Implements a request filter that automatically collects performance notifications
during a request and adds them to the Server-Timing
heading in the response, this enables the web development tools to show server timing information to
better analyze the timing of a request/response cycle.
Add a WAPerformanceTimingFilter
to your request handler as follows:
myApp := (WADispatcher default handlerAt: 'myApp')

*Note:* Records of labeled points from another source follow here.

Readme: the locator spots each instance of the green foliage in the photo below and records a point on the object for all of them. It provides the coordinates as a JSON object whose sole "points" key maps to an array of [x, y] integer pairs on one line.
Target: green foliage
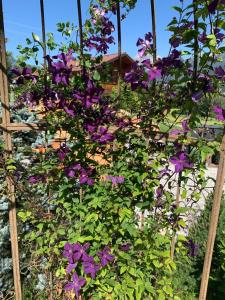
{"points": [[188, 275]]}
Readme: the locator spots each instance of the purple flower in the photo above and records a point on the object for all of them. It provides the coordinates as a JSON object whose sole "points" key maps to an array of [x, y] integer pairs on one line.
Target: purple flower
{"points": [[159, 191], [115, 179], [125, 247], [62, 69], [24, 74], [164, 172], [145, 44], [70, 267], [76, 285], [70, 172], [219, 36], [34, 179], [154, 73], [197, 96], [29, 98], [135, 77], [220, 113], [213, 5], [90, 267], [62, 152], [69, 252], [175, 42], [202, 37], [105, 256], [90, 96], [181, 162], [192, 248], [220, 73], [80, 251]]}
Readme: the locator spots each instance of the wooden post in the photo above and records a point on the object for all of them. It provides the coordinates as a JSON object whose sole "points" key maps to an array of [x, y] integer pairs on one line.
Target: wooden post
{"points": [[81, 37], [173, 241], [119, 39], [8, 153], [154, 31], [213, 222], [43, 31]]}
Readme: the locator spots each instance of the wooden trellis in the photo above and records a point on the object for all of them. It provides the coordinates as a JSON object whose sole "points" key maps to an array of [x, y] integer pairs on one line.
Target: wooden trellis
{"points": [[8, 128]]}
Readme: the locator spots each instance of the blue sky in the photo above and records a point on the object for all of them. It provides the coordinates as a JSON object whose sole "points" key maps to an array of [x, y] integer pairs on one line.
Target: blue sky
{"points": [[23, 17]]}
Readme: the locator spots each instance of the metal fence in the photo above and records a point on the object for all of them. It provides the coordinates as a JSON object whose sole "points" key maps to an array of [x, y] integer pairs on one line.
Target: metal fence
{"points": [[9, 127]]}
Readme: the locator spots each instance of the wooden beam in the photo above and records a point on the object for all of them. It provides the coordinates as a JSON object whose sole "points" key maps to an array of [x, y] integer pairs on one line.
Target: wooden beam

addFilter: WAPerformanceTimingFilter new
Then in your code you signal performance notifications as follows:
(WAPerformanceTiming name: 'callback' description: 'Callback procesing' duration: 80 milliseconds) signal
You can also do:
WAPerformanceTiming measure: 'metricName' during: aBlock
Metacello new
baseline: 'SeasidePerformanceTiming';
repository: 'github://eMaringolo/seaside-server-timing/src';
onConflictUseLoaded; "Just in case you have an older version of Seaside Installed"
load.
Seaside's WAHeaderFields
object corectly supports adding multiple values for the same header name via aWAHeaderFields at: key add: value
or via aWAResponse headerAt: key append: value
.
But the ZnZincServerAdaptor>>responseFrom: aRequestContext
iteration over such headers only adds the last one. For this reason the filter manually updates the header value each time, breaking somehow the the encapsulation of WAHeaderFields
. Once this is solved at the ZnZincServerAdaptor
side, this behavior should be removed from the WAPerformanceTimingFilter
.
Each timing notification gets immediately added to the request header, so there is no "counter" functionality of each indicator. It is, if you signal a WAPerformanceTiming
with the same name twice, this will be added twice as well to the headers. So it doesn't work as a performance counter of any sort.